装置部材とアルカリ金属水酸化物水溶液との接触温度は、通常、室温(約25℃程度)であり、高いほど分解時間が短縮される傾向があるので、加熱して30〜80℃程度であってもよい。
芳香族液晶ポリエステルの薄膜が厚い場合などは、薄膜が装置部材に付着してしまう場合があるが、ブラシ等で数回擦り洗いするなどして取り除くことができる。
必要に応じて、装置部材は、例えば、メタノール、エタノール等のアルコール類やアセトン等で洗浄後、乾燥することにより、再び、芳香族液晶ポリエステルの製造などに用いられる装置部材として使用することができる。
フィルターのハウジング構造に用いられる材質は、ステンレス、鉄、チタン鋼、アルミニウムなどの金属製、繊維強化プラスチック(FRP)などの複合材料などが挙げられる。
攪拌装置、トルクメータ、窒素ガス導入管、温度計及び還流冷却器を備えた製造装置に、p―ヒドロキシ安息香酸 141部(1.02モル比)、4,4'−ジヒドロキシビフェニル 63.3部(0.34モル比)、イソフタル酸 56.5部(0.34モル比)及び無水酢酸 191部(1.87モル比)を仕込んだ。

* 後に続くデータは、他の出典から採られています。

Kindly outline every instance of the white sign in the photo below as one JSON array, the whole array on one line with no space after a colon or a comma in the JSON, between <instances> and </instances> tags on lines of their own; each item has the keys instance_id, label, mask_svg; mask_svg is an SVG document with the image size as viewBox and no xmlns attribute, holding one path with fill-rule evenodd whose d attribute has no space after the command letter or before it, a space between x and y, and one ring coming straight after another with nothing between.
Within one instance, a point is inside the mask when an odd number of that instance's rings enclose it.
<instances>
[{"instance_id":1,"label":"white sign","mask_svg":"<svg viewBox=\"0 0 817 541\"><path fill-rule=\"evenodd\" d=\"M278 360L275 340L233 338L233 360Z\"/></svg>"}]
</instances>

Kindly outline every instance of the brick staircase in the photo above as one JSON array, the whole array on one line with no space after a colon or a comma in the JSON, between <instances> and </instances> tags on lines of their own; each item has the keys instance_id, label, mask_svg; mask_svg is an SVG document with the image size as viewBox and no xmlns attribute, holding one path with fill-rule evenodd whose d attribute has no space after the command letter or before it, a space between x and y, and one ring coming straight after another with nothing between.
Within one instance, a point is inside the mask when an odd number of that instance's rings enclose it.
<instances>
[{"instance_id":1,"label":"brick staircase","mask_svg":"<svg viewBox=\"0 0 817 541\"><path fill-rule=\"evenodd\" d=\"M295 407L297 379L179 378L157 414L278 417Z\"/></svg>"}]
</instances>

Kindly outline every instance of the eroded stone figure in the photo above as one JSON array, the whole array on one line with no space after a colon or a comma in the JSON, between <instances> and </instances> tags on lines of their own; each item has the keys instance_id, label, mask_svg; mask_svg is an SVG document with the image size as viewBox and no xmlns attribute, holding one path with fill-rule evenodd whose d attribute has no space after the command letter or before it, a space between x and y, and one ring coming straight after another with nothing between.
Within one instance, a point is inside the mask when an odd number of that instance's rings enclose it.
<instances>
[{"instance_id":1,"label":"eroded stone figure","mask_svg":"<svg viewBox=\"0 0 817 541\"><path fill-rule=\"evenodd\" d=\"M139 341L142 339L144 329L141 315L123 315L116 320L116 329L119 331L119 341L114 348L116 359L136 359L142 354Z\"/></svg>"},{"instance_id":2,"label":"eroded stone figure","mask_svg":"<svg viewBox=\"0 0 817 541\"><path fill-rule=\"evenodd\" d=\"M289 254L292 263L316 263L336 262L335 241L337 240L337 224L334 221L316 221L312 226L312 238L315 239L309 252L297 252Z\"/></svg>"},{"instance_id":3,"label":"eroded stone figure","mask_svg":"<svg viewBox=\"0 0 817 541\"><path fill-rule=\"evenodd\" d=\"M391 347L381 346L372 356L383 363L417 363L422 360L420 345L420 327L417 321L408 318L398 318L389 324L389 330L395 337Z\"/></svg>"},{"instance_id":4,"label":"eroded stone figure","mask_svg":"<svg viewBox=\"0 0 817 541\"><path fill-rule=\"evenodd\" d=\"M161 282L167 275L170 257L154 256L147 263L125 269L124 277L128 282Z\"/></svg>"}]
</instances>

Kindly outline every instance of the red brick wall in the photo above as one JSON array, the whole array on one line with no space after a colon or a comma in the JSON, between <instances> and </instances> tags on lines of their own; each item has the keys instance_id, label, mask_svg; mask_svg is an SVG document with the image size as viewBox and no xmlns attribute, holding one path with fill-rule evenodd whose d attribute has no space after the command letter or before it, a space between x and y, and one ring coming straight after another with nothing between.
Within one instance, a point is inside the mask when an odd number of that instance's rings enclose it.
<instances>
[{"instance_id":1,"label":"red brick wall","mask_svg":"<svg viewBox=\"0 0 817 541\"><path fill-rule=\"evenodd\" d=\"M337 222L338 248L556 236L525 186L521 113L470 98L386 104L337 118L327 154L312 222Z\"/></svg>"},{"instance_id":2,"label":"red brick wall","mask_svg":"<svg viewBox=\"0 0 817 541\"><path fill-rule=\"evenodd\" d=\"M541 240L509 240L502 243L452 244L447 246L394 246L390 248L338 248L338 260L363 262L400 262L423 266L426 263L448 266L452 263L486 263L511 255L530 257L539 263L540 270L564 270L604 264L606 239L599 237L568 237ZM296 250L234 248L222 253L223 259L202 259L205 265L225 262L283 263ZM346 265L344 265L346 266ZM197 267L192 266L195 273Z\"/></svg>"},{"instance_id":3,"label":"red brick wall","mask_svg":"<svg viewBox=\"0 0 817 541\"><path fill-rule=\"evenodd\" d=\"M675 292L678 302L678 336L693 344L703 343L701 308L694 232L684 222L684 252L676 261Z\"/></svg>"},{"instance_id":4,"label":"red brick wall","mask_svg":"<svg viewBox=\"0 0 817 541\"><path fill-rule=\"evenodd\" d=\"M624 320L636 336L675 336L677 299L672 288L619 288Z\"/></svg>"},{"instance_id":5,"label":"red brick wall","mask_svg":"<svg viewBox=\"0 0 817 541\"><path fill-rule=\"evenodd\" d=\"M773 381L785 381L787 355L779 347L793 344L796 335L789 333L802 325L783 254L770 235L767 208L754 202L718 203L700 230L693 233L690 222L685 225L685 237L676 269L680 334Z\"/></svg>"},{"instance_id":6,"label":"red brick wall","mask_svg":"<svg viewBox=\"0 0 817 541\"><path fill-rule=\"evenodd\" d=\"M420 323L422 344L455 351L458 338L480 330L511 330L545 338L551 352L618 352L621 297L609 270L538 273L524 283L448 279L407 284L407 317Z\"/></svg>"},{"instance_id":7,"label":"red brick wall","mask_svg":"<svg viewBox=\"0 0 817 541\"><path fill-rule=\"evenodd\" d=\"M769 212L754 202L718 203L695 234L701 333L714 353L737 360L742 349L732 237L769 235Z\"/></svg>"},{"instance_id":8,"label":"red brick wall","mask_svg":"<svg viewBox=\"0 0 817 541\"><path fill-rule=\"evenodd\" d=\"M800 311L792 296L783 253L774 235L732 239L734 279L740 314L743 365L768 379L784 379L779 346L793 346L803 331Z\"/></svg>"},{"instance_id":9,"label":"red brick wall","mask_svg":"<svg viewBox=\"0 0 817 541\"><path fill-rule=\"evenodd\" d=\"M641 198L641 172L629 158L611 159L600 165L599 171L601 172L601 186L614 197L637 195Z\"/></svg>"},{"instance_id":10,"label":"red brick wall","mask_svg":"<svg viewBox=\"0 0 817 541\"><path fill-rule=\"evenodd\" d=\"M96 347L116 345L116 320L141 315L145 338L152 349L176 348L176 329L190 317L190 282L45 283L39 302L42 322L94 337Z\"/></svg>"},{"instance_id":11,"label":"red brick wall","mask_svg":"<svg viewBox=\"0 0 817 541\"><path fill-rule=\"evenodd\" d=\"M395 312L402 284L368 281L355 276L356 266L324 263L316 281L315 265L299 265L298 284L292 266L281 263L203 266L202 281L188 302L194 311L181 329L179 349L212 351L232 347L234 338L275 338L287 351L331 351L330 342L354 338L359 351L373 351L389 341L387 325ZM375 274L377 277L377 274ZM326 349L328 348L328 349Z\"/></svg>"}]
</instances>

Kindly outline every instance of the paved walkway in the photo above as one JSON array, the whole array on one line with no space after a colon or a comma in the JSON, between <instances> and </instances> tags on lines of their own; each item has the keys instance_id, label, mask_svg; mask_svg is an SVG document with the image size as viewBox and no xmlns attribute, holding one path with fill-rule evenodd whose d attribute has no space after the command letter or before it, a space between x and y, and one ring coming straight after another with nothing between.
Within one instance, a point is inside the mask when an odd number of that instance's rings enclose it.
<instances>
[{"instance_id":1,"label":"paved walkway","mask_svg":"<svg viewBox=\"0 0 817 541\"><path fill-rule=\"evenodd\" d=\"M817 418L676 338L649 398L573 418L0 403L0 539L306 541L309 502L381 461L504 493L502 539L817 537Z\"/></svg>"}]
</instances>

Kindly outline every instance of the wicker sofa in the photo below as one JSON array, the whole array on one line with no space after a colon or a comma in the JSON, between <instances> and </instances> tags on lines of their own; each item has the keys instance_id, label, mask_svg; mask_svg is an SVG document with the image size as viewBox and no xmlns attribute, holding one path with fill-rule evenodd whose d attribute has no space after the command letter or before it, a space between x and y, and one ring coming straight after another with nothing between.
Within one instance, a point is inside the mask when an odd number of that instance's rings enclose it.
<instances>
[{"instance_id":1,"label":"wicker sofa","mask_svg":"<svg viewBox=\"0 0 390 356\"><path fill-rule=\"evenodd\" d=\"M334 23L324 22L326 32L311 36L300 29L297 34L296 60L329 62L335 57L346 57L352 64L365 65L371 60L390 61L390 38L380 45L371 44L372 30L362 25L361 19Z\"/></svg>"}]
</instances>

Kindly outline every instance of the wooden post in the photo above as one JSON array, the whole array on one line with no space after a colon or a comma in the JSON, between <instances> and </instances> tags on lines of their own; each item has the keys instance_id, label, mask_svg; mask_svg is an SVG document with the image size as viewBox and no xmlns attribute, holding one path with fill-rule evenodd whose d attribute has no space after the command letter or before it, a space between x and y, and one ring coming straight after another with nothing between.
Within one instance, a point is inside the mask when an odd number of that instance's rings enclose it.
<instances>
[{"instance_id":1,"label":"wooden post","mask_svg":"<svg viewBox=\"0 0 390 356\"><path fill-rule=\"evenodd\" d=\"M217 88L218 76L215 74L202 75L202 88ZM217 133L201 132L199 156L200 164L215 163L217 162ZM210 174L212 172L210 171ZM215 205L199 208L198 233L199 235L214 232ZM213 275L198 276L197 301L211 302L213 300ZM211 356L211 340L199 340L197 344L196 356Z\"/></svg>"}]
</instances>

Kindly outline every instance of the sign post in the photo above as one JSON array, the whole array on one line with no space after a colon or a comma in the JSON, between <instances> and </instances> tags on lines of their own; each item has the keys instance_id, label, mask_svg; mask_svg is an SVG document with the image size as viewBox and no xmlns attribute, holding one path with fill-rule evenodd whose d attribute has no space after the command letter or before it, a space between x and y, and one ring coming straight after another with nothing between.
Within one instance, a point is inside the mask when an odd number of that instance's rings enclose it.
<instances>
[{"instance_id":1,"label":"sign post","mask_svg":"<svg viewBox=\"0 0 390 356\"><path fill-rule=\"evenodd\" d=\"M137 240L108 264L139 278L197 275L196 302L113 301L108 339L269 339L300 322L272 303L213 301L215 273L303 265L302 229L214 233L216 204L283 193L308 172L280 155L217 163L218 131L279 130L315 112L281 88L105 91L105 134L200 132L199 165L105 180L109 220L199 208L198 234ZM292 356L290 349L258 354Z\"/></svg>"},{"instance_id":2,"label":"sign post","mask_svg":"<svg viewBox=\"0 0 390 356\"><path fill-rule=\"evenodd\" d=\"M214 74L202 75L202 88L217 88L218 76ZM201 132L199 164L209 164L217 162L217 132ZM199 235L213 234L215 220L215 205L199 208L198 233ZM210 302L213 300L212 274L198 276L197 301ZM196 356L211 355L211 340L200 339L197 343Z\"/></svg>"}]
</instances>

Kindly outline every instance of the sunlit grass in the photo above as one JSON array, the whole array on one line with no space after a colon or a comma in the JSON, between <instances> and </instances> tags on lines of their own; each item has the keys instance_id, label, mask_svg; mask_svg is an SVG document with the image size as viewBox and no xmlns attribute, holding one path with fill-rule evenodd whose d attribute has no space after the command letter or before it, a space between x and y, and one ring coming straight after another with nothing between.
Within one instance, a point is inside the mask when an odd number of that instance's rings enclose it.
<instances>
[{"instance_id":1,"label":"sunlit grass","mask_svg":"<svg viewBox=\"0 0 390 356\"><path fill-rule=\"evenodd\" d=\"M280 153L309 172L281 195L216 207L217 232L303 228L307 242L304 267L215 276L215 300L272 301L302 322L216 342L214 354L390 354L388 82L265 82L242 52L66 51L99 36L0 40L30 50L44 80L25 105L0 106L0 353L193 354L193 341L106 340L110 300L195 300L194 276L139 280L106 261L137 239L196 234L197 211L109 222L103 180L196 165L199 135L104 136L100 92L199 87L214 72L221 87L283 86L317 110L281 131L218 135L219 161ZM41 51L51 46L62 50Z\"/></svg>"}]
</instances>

製造装置内を十分に窒素ガスで置換した後、窒素ガス気流下で15分かけて150℃まで昇温し、温度を保持して3時間還流させた。その後、留出する副生酢酸及び未反応の無水酢酸を留去しながら170分かけて320℃まで昇温してトルクの上昇が認められる時点を終了点とし内容物を取り出した。得られた固形分は室温まで冷却し、粗粉砕機で粉砕後、窒素雰囲気下250℃で3時間保持し、固層で重合反応を進め、粉末状の芳香族液晶ポリエステルを得た。
<濾過>
攪拌装置、窒素ガス導入管、温度計、還流冷却器及び底部に抜出口を備えた反応器に、反応器内を十分に窒素ガスで置換した後、溶解したp−クロロフェノール95部を仕込んだ。その後、窒素ガス気流下で約30分かけて80℃まで昇温した時点で、芳香族液晶ポリエステル粉末5部を仕込んだ。再度、気相部を窒素ガスで置換した後に1時間かけて120℃まで昇温して、芳香族液晶ポリエステルとp−クロロフェノールからなる芳香族液晶ポリエステル液状組成物を得た。
該反応器底部の抜出口とフィルターを有するステンレス製のハウジングとポリエチレン容器とを取り外しが容易な25Aのサニタリー配管を介して接続した。また、ハウジングは、10インチのカートリッジフィルターを収納することができる程度の大きさであった。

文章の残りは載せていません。